Han pasado los "Días santos" y a la sazón de este periodo vale la pena detenernos en la política que Felipe Calderón nos ha suministrado durante casi 6 años. Lo que he determinado en llamar su evangelio.
La palabra Evangelio proviene del latín evangelĭum, vocablo de origen griego que significa “buena nueva”. El término evangelio hace referencia a la doctrina y los milagros de Jesucristo; y eso es precisamente fue lo que Felipe Calderón Hinojosa quizo, reproducir con su política sexenal.
Con la ilegitimidad a cuestas, bajo una toma de protexta agitada; Calderón entró y salió en 2006 por la puerta chica a la sesión del Congreso de la Unión, donde tomaría protesta de “cumplir y hacer cumplir la Constitución y las leyes que de ella emanen”.
Pero lejos de eso, de cumplir y hacer cumplir la Constitución, Calderón es un personaje Iracundo, con deseos desbordados de venganza, con explosiones de violencia verbal -incluso contra sus propios colaboradores- en aquel 2006 Felipe sabía que más de la mitad de los mexicanos dudaban de su triunfo electoral; que tenía la certeza que no reaccionar desdibujaría su mandato y mancharia su apellido.
Detestaba que lo llamaran "espurio", que caricaturizaran su imagen, que lo calificaran por su estatura.
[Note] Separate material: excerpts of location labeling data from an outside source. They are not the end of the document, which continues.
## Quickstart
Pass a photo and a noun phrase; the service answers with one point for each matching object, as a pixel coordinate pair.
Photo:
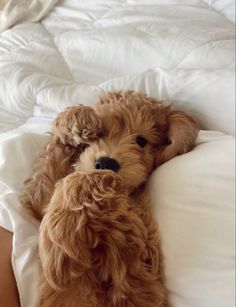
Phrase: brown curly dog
(99, 245)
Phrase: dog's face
(136, 137)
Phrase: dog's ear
(181, 132)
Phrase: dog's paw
(77, 125)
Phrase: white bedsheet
(183, 51)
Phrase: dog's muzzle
(105, 163)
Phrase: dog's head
(138, 134)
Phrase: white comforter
(182, 51)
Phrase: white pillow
(194, 197)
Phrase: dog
(99, 245)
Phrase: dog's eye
(141, 141)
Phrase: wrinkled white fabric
(16, 11)
(183, 52)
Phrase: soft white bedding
(182, 51)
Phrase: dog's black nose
(107, 163)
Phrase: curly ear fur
(77, 125)
(181, 132)
(88, 231)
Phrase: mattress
(181, 51)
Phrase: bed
(182, 51)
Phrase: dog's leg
(72, 129)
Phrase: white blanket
(182, 51)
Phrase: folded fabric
(16, 11)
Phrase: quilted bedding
(182, 51)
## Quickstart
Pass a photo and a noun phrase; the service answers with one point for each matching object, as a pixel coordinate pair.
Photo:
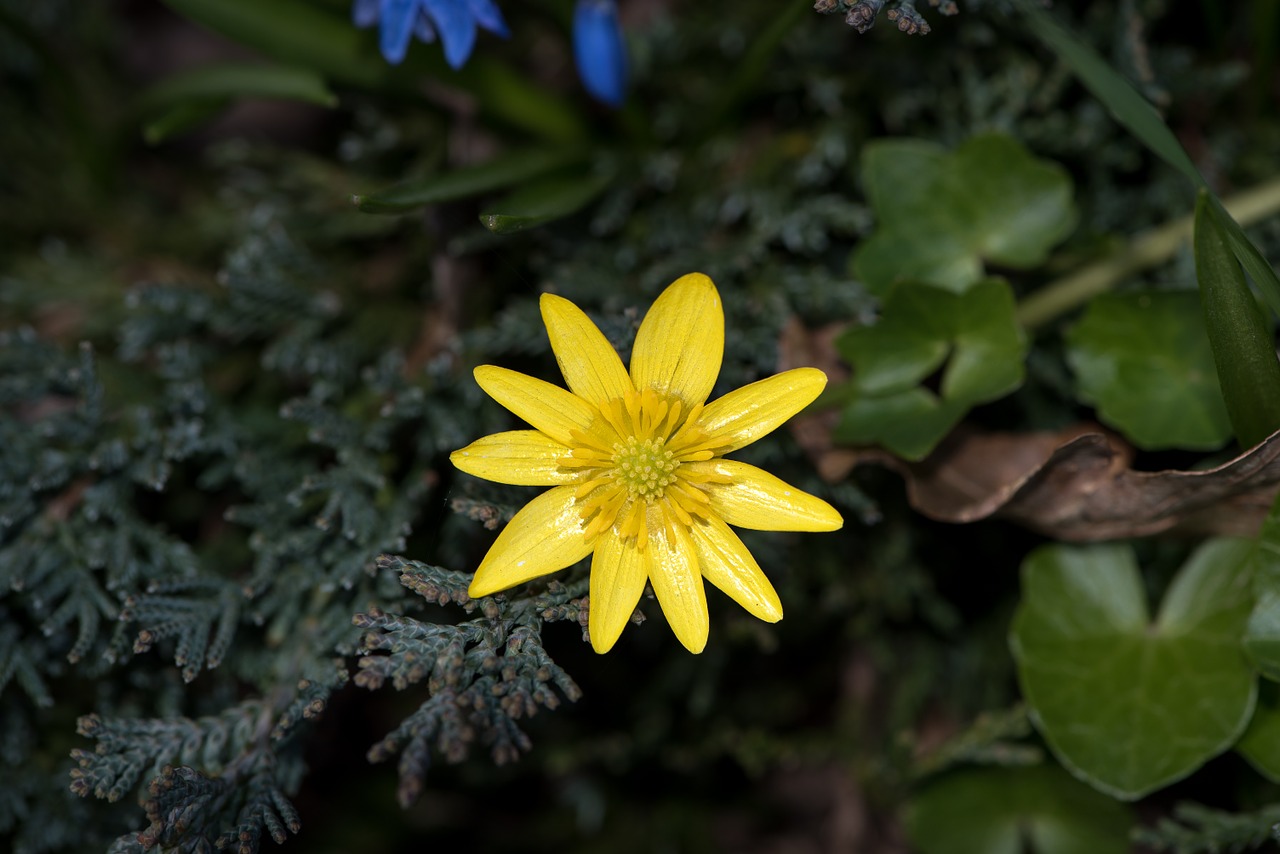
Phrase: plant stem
(1146, 250)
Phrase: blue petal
(424, 28)
(396, 30)
(364, 13)
(488, 16)
(456, 27)
(599, 50)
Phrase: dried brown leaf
(1077, 484)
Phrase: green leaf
(1249, 257)
(1010, 811)
(1243, 345)
(1129, 108)
(1127, 704)
(188, 99)
(1262, 634)
(544, 201)
(942, 214)
(181, 118)
(501, 172)
(970, 336)
(1261, 741)
(238, 80)
(1144, 361)
(295, 31)
(1132, 110)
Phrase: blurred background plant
(247, 263)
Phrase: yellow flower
(635, 466)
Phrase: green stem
(1144, 251)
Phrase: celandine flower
(599, 50)
(453, 21)
(634, 462)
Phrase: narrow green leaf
(1248, 255)
(1134, 113)
(181, 118)
(295, 31)
(544, 201)
(521, 103)
(1011, 811)
(1242, 341)
(461, 183)
(1121, 100)
(1125, 703)
(238, 80)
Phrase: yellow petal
(544, 537)
(618, 572)
(672, 569)
(519, 457)
(681, 341)
(727, 563)
(544, 406)
(590, 365)
(744, 415)
(757, 499)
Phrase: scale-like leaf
(1144, 361)
(1128, 704)
(1011, 811)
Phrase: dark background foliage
(225, 394)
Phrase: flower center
(644, 466)
(634, 473)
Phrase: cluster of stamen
(645, 466)
(632, 466)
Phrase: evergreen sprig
(481, 675)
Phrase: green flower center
(644, 466)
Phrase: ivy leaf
(1144, 361)
(1128, 704)
(1262, 633)
(1261, 741)
(996, 809)
(942, 214)
(970, 336)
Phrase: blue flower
(599, 50)
(453, 21)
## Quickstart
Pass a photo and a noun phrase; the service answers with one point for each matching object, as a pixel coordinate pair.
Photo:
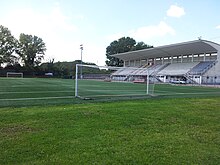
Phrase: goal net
(92, 81)
(14, 74)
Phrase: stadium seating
(178, 68)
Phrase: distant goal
(92, 81)
(15, 74)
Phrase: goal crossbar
(125, 88)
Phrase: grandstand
(190, 62)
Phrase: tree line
(26, 53)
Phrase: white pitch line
(37, 98)
(36, 92)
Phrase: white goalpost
(107, 81)
(15, 74)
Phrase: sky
(66, 24)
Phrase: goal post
(107, 81)
(15, 74)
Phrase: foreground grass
(162, 131)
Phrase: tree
(124, 44)
(7, 45)
(120, 46)
(31, 50)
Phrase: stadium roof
(184, 48)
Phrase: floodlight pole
(147, 92)
(76, 81)
(81, 47)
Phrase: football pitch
(41, 122)
(39, 91)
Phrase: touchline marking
(37, 98)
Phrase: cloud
(53, 26)
(147, 32)
(175, 11)
(114, 37)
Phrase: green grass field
(42, 123)
(36, 91)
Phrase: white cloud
(175, 11)
(115, 36)
(52, 26)
(147, 32)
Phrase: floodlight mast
(76, 81)
(147, 92)
(81, 47)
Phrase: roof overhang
(185, 48)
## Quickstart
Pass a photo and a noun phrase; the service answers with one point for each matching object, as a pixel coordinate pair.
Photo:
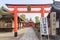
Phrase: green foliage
(37, 19)
(2, 12)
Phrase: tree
(23, 16)
(37, 19)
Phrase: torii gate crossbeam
(15, 11)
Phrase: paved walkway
(29, 35)
(23, 34)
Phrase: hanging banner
(44, 26)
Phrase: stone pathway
(29, 35)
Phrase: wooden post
(15, 21)
(42, 11)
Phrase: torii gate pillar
(15, 21)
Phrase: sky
(30, 15)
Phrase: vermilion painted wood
(15, 19)
(31, 11)
(15, 11)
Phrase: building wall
(53, 23)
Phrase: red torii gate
(15, 11)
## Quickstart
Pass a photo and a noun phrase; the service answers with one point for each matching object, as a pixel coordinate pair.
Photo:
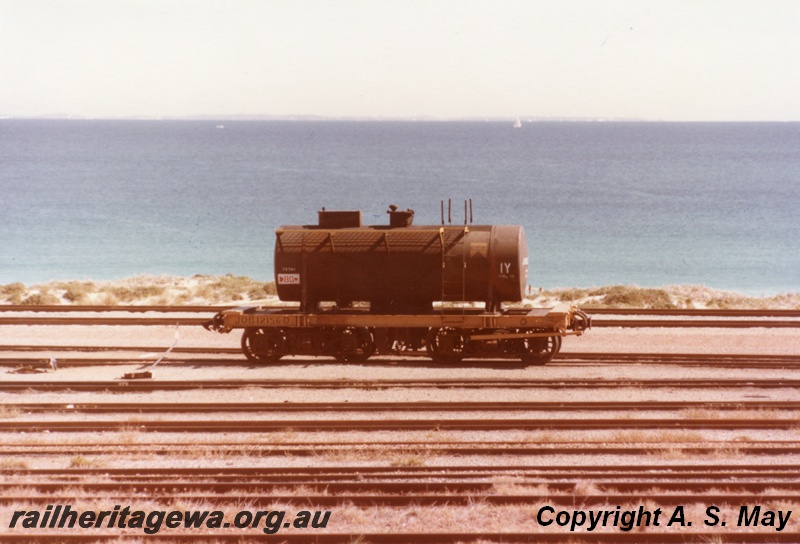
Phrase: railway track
(48, 385)
(769, 323)
(394, 449)
(383, 424)
(394, 407)
(217, 356)
(416, 469)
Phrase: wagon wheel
(540, 351)
(445, 346)
(263, 345)
(355, 345)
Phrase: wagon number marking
(263, 320)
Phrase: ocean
(651, 204)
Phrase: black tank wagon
(360, 290)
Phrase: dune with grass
(231, 289)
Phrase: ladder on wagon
(454, 265)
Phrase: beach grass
(230, 289)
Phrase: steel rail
(596, 323)
(699, 487)
(687, 359)
(440, 449)
(479, 383)
(608, 536)
(564, 355)
(420, 406)
(210, 426)
(422, 471)
(80, 308)
(307, 500)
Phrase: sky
(672, 60)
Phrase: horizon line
(419, 118)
Y así, como en los viejos tiempos, Calderón recurrió al ejército para iniciar una guerra - que luego negó fuera guerra- contra la delincuencia y el crimen organizado.
Ocupado en legitimarse y construir una imagen diferente, Felipe centro su evangelio, en ser el presidente del empleo, pero acabo con Luz y Fuerza del centro, desahucio a Mexicana e implemento, con Lozano Alarcón una política laboral flexible y que vulneraba derechos laborales; con Alonso Lujambio mantuvo el estatus quo en la educación, cedió espacios de subsecretaria en la SEP a su gran impulsora Elba Esther, quien coloco a su yerno. Con Ernesto Cordero impulso la gran política económica de los seis mil pesos que todo mexicano tiene mensualmente y que alcanzan para todo.
Pero Calderón implemento, por encima de todas las cosas, su política de seguridad pública a manos de su discípulo García Luna; el que todo lo graba, el que todo lo espía, quien monta escenarios para acusar, el que crea, dirige y produce televisión de entretenimiento familiar en el que hace aparecer al FBI, una agencia menor comparada con la policía federal de nuestro país.
Calderón no podía ser menos que cualquier neoliberal que lo antecedió, salvo por una razón poderosísima: los muertos. Casi, más o menos de 60 mil muertes en esta guerra que no es guerra.
Seis años después Calderón confiesa en privado y fuera del país, lo que es un secreto a voces en México, que el narcotráfico ha comenzado a remplazar las funciones del Estado.
El evangelio según Calderón, se caracteriza por una batalla donde la esencia principal es la sustitución de la inteligencia por las armas; la violencia por el diálogo; el odio por la reconciliación; la miseria y pobreza por el desarrollo social.
Yo me resisto a repetir ese evangelio seis años más, pero advierto que el futuro no esta en el pasado corrupto.
Por hoy es todo, nos leemos la próxima. Carpe diem.